Cette phase élimine ainsi 36% des gens qui ont accepté de participer à l'essai.
Au final, on en garde 20536.

La population de cet essai a déjà eu des accidents coronaires ou un infarctus : 65%.
Le reste a eu des AVC, des maladies artérielles et/ou du diabète de type 2.
Notons que les investigateurs nous cachent les caractéristiques de la population, alors que c'est une information de base, demandée pour chaque essai publié.
On ne connait même pas l'âge moyen.
On ne sait pas si les groupes sont équivalents.
Bravo à  The Lancet, qui publie (une fois de plus) un essai mal fait et mal présenté.

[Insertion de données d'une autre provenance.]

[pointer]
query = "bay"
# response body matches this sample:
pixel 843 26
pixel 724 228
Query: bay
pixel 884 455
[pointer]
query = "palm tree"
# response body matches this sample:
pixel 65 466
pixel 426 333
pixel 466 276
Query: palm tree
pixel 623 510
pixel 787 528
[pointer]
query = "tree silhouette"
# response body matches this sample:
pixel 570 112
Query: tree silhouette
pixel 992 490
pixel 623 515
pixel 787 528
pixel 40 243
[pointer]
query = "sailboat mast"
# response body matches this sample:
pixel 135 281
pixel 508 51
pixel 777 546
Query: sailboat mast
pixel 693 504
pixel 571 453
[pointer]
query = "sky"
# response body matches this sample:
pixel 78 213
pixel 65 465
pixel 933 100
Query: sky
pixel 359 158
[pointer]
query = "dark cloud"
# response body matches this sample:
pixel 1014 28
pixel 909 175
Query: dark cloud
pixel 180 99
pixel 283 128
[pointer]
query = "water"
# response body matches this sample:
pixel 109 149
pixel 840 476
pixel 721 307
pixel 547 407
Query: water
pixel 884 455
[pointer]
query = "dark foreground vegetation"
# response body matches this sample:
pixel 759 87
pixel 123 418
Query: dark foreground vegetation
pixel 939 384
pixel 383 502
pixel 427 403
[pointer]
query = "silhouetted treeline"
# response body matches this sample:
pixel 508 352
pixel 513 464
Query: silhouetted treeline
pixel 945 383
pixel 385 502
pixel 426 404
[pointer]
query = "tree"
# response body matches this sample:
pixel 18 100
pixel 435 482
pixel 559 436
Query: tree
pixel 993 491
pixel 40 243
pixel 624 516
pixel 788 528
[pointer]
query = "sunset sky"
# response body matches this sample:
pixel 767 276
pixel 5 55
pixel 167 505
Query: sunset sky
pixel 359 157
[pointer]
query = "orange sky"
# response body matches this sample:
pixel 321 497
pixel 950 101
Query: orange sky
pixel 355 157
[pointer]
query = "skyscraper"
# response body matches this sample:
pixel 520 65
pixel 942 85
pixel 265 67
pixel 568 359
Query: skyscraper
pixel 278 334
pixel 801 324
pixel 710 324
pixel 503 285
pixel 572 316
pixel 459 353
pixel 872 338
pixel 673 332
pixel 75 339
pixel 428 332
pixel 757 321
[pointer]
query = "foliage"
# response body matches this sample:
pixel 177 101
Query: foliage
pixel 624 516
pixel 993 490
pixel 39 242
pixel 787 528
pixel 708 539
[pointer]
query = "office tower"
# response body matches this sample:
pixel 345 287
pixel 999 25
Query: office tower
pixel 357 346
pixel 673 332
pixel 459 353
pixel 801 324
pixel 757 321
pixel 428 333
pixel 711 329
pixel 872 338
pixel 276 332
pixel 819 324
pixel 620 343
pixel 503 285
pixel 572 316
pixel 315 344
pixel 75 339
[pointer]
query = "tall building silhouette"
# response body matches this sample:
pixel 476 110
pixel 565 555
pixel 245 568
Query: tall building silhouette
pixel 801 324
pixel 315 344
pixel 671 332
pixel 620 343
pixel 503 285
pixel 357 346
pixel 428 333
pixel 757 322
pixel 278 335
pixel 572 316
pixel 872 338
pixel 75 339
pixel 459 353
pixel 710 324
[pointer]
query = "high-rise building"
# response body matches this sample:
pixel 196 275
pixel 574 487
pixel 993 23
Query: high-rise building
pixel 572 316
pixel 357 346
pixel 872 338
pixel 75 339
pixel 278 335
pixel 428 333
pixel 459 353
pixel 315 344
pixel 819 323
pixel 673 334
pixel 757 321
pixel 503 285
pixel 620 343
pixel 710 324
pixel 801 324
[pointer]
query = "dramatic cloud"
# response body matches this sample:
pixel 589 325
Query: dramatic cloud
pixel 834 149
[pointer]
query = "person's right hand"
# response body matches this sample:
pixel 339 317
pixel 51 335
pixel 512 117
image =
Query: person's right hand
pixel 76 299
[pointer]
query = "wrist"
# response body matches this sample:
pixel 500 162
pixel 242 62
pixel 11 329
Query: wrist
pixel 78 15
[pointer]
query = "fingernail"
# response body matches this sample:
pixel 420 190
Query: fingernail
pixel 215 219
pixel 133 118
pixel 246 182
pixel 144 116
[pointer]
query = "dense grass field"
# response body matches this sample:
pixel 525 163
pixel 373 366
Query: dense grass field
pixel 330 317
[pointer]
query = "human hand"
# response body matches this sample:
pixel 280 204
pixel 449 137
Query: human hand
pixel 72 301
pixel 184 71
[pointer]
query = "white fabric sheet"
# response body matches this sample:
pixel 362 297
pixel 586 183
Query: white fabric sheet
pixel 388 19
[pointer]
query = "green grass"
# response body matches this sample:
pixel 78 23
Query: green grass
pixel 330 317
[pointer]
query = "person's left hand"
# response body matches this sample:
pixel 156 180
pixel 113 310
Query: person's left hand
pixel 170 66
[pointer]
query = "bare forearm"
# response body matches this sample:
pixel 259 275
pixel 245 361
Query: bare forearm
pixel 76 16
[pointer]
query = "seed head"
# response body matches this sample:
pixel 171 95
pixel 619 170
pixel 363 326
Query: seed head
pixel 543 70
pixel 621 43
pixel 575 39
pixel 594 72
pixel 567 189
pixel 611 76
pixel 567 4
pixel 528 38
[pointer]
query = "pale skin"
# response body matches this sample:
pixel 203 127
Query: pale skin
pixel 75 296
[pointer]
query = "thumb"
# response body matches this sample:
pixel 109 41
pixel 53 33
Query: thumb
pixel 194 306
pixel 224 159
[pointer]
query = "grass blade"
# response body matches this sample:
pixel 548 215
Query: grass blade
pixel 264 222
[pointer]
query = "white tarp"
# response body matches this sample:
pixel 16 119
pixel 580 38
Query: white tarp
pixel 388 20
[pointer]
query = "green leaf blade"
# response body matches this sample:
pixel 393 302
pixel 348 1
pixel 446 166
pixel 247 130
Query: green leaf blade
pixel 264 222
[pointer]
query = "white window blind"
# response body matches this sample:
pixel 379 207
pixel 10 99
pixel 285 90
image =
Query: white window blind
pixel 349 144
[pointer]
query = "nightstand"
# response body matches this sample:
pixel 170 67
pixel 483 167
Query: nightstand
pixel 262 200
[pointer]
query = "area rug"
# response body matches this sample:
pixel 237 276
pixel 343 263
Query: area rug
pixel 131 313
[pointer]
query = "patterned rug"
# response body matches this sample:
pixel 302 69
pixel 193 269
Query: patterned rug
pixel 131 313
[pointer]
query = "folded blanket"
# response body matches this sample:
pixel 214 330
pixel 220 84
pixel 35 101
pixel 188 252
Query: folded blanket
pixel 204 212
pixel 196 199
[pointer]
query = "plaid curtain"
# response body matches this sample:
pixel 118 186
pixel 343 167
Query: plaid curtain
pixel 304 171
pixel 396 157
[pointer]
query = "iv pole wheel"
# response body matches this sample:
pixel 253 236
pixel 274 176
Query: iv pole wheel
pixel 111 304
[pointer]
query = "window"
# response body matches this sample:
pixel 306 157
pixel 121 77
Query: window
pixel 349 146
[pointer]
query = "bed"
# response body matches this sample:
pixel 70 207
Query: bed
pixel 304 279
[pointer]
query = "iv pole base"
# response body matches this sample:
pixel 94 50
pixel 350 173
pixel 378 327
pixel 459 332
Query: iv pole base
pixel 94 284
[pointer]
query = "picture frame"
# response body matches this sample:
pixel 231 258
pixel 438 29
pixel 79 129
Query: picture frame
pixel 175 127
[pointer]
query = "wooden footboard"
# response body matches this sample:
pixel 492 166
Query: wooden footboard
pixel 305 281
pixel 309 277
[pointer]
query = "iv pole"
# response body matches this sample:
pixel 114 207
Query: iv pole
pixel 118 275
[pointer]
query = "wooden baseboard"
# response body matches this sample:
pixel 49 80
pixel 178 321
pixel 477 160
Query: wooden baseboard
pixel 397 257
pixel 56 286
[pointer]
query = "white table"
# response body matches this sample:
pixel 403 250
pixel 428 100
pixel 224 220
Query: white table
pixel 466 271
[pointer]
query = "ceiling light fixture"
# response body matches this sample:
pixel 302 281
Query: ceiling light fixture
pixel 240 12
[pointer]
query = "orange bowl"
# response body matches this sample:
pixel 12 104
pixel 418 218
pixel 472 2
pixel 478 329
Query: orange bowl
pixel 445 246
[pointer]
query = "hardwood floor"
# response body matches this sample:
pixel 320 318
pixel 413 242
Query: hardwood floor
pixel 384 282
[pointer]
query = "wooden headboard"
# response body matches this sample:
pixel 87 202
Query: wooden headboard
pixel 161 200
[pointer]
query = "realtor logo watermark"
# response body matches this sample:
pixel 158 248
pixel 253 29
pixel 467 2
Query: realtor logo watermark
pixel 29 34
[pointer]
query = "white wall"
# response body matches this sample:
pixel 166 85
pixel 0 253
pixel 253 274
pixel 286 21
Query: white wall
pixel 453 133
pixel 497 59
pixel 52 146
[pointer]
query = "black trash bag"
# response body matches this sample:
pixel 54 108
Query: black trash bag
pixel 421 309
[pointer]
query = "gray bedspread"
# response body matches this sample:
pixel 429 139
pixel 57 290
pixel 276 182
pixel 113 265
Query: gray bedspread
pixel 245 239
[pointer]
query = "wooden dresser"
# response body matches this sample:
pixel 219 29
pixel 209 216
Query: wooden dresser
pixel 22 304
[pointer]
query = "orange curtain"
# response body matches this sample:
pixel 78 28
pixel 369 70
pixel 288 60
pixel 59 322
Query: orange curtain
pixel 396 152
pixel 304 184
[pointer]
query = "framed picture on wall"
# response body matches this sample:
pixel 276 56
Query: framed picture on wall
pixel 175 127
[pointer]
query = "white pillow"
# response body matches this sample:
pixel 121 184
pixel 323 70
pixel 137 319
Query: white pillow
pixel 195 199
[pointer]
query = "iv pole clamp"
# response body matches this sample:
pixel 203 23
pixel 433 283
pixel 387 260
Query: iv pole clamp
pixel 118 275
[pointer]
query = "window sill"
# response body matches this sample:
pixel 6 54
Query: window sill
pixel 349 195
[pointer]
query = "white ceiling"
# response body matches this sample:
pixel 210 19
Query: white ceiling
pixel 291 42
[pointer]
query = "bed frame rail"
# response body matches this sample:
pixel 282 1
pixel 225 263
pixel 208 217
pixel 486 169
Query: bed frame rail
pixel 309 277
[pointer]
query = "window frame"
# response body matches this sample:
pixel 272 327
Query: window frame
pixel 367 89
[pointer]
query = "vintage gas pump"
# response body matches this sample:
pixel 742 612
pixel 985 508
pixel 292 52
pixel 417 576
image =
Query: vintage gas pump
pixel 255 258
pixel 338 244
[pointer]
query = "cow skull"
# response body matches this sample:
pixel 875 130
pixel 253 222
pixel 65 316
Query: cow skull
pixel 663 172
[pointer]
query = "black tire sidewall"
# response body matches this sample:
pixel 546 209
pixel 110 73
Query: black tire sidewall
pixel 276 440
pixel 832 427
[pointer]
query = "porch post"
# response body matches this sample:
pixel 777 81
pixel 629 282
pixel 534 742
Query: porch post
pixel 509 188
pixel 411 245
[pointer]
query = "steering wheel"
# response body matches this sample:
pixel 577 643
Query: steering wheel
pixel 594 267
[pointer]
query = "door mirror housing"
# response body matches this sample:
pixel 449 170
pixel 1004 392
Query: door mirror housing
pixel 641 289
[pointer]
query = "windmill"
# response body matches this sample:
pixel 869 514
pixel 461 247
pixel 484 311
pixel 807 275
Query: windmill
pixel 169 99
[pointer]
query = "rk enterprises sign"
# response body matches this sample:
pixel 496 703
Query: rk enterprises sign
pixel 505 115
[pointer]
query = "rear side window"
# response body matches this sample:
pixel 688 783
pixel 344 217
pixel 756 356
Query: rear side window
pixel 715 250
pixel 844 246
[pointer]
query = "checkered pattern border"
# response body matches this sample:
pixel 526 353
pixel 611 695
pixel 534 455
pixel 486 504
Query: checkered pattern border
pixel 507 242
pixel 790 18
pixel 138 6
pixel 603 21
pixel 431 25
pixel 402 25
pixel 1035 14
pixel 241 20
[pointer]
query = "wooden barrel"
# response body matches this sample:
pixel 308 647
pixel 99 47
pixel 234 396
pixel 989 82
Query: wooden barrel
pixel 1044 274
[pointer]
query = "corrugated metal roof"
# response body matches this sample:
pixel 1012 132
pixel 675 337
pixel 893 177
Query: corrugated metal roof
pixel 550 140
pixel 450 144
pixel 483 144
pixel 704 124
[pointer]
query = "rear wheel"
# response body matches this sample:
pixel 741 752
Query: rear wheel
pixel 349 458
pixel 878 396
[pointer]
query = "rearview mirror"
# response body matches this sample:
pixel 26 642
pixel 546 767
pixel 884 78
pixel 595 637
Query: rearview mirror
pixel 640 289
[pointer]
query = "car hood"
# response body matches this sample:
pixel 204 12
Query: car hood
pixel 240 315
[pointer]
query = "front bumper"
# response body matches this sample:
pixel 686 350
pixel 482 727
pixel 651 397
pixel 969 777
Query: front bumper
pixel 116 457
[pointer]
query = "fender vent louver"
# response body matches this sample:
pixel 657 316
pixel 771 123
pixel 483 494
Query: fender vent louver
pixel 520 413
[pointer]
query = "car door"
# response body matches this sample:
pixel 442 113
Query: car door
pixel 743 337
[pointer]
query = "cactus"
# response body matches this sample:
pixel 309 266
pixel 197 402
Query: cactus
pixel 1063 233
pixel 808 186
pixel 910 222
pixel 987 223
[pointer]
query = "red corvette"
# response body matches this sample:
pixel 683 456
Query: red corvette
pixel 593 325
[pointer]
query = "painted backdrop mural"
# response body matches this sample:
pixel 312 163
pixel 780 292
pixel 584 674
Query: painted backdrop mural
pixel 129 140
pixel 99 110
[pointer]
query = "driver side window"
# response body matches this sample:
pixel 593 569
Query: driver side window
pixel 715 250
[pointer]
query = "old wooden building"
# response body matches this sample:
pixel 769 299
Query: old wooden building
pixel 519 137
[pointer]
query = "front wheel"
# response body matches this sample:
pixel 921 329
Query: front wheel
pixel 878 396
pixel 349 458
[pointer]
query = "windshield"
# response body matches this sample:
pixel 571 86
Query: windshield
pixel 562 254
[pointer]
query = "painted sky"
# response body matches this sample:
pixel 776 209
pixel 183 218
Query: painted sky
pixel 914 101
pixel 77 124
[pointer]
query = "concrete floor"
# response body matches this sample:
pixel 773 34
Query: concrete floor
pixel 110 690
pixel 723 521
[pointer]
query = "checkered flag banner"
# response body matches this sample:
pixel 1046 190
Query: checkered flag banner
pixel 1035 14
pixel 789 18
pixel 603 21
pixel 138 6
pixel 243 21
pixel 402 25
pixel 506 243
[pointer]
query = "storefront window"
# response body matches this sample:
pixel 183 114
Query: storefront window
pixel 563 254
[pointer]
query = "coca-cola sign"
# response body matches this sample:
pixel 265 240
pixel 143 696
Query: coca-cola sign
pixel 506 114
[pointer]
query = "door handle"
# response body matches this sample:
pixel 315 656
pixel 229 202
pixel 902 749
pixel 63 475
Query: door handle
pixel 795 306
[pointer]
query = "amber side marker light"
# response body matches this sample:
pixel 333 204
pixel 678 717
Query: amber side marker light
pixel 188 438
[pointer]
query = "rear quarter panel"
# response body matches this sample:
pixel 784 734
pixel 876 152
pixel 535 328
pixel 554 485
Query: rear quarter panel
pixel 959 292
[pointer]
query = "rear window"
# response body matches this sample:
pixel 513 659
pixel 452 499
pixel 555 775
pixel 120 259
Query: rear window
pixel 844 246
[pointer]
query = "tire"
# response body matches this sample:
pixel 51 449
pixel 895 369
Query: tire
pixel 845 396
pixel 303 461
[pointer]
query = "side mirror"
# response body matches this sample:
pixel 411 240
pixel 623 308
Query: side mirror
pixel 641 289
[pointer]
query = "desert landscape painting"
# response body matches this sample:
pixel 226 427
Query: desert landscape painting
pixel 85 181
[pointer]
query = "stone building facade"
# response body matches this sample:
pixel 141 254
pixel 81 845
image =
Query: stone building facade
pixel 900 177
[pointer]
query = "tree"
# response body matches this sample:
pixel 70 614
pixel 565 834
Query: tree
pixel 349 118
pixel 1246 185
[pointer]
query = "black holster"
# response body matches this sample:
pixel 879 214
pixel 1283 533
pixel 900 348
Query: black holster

HPS n'est donc pas un essai de prévention primaire, mais bien secondaire.


Les données sur la mortalité sont cachées
Autre point choquant dans cette mascarade de science" : les données sur la mortalité ne sont pas données.
Au lieu de comparer le groupe "statine" et le groupe "placbo", ils prennent l'ensemble et en font un gros paquet informe.
Comment The Lancet peut-il publier un tel torchon, sans avoir le couteau de MERCK sous la gorge ?

Résultats de HPS
On trouve donc 12,9% de morts dans le groupe "simvastatine 40mg" et 14,7% dans le groupe "placebo". Soit une réduction gigantesque et incroyable de 1,8% en 5 ans, sur 10 000 personnes.
Un quasi miracle non ?
Cela correspond à 57 personnes, qu'il faut traiter pendant 5 années, pour espérer en sauver une.
On appelle cela le NNT (Number Needed to Treat).

Un miracle certainement, car tous les autres essais faits à la même période ne montrent pas de réduction de la mortalité :   

MERCK est donc le seul à arriver à produire des résultats "miraculeux", ne correspondant pas aux autres études et dissimulés par des études floues et mal publiées. Bravo MERCK !

A noter aussi qu'ils sont capables d'appeler un résultat favorable "marginalement significatif", quand cela va dans le sens du marketing, alors qu'il est négatif (p=0,07, "death of other vascular causes").
Et quand un résultat négatif pour le marketing est proche d'être significatif (p=0,06), là il l'appelle "résultat négatif".
C'est vous dire le sérieux de ces gens...
En général, les résultats des essais cliniques sont décrits avec ce type de mauvaise foi, qui ne s’apparente plus à de la science mais à du boniment de marché, à du marketing trompeur.


Les femmes de HPS
Pour une fois, un essai a recruté un peu plus de femmes que d'habitude, et c'est un gros essai.
Il y a 33% de femmes, ce qui est mieux que 14% (CARE) ou 17% (LIPID) 18,5% (essai 4S) ou carrément 0% (WoSCoPS)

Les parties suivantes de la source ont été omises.